Statins and delirium during critical illness: a multicenter, prospective cohort study

Affiliations
Multicenter Study

Statins and delirium during critical illness: a multicenter, prospective cohort study

Alessandro Morandi et al. Crit Care Med. 2014 Aug.

Abstract

Objective: Since statins have pleiotropic effects on inflammation and coagulation that may interrupt delirium pathogenesis, we tested the hypotheses that statin exposure is associated with reduced delirium during critical illness, whereas discontinuation of statin therapy is associated with increased delirium.

Design: Multicenter, prospective cohort study.

Setting: Medical and surgical ICUs in two large tertiary care hospitals in the United States.

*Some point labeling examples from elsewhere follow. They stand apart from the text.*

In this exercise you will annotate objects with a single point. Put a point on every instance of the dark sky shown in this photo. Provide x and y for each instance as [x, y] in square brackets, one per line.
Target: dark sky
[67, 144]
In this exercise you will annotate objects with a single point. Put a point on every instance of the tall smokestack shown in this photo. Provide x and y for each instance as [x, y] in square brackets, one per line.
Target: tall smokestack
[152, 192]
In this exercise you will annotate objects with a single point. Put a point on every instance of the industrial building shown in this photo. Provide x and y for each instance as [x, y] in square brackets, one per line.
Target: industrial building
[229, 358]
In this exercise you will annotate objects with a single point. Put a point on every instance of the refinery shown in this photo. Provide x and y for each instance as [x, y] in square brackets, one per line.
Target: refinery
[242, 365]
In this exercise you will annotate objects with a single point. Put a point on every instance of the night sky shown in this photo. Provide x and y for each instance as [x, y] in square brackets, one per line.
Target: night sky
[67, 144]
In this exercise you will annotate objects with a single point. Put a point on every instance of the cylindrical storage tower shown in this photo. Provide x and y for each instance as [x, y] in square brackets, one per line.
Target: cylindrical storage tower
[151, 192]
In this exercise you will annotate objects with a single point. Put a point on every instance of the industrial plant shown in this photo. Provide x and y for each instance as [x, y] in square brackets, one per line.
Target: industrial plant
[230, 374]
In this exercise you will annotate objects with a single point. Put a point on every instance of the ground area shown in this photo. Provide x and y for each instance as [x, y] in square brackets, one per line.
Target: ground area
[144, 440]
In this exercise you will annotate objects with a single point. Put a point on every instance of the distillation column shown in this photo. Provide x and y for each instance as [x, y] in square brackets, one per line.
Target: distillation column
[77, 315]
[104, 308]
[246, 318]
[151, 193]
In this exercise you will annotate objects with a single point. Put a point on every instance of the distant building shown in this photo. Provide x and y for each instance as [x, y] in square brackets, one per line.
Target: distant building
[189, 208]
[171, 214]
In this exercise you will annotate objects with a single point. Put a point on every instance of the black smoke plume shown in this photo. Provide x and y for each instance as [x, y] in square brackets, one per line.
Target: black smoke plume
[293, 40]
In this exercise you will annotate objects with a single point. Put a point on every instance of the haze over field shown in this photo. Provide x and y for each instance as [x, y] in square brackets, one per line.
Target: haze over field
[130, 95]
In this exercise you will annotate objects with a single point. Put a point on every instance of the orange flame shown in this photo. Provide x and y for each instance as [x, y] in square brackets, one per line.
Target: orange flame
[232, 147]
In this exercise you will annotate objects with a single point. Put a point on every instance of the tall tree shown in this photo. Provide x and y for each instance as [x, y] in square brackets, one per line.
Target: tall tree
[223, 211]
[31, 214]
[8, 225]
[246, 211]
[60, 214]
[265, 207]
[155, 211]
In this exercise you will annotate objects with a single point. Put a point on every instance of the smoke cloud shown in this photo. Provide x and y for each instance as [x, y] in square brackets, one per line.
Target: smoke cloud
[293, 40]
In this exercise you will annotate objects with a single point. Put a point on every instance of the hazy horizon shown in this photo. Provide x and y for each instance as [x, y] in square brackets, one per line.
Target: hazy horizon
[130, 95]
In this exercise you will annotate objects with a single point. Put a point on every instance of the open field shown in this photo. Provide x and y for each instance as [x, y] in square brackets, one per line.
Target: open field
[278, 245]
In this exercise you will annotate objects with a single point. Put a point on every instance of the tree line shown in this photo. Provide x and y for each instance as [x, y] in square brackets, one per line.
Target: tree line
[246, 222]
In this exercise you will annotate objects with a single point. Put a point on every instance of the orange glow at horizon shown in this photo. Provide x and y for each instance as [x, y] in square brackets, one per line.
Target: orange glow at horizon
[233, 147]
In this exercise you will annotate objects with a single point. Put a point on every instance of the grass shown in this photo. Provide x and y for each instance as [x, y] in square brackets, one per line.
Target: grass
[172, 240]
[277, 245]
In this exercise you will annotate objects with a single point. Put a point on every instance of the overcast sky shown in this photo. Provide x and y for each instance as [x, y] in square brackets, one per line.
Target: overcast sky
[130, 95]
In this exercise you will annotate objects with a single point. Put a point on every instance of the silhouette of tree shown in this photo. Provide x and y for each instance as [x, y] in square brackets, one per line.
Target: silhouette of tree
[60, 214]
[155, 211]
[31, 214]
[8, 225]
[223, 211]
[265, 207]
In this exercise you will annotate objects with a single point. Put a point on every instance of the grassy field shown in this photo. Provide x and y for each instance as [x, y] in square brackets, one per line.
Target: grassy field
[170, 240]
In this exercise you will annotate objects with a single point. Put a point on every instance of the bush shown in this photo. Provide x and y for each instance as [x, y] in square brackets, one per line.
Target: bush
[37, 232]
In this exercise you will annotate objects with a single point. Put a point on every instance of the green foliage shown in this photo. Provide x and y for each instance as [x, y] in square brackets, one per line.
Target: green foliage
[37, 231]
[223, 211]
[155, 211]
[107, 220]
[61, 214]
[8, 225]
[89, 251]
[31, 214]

Patients: Patients with acute respiratory failure or shock.

Interventions: None.

Measurements and main results: We measured statin exposure prior to hospitalization and daily during the ICU stay, and we assessed patients for delirium twice daily using the Confusion Assessment Method for the ICU. Of 763 patients included, whose median (interquartile range) age was 61 years (51-70 yr) and Acute Physiology and Chronic Health Evaluation II was 25 (19-31), 257 (34%) were prehospital statin users and 197 (26%) were ICU statin users. Overall, delirium developed in 588 patients (77%). After adjusting for covariates, ICU statin use was associated with reduced delirium (p < 0.01). This association was modified by sepsis and study day; for example, statin use was associated with reduced delirium among patients with sepsis on study day 1 (odds ratio, 0.22; 95% CI, 0.10-0.49) but not among patients without sepsis on day 1 (odds ratio, 0.92; 95% CI, 0.46-1.84) or among those with sepsis later, for example, on day 13 (odds ratio, 0.70; 95% CI, 0.35-1.41). Prehospital statin use was not associated with delirium (odds ratio, 0.86; 95% CI, 0.44-1.66; p = 0.18), yet the longer a prehospital statin user's statin was held in the ICU, the higher the odds of delirium (overall p < 0.001 with the odds ratio depending on sepsis status and study day due to significant interactions).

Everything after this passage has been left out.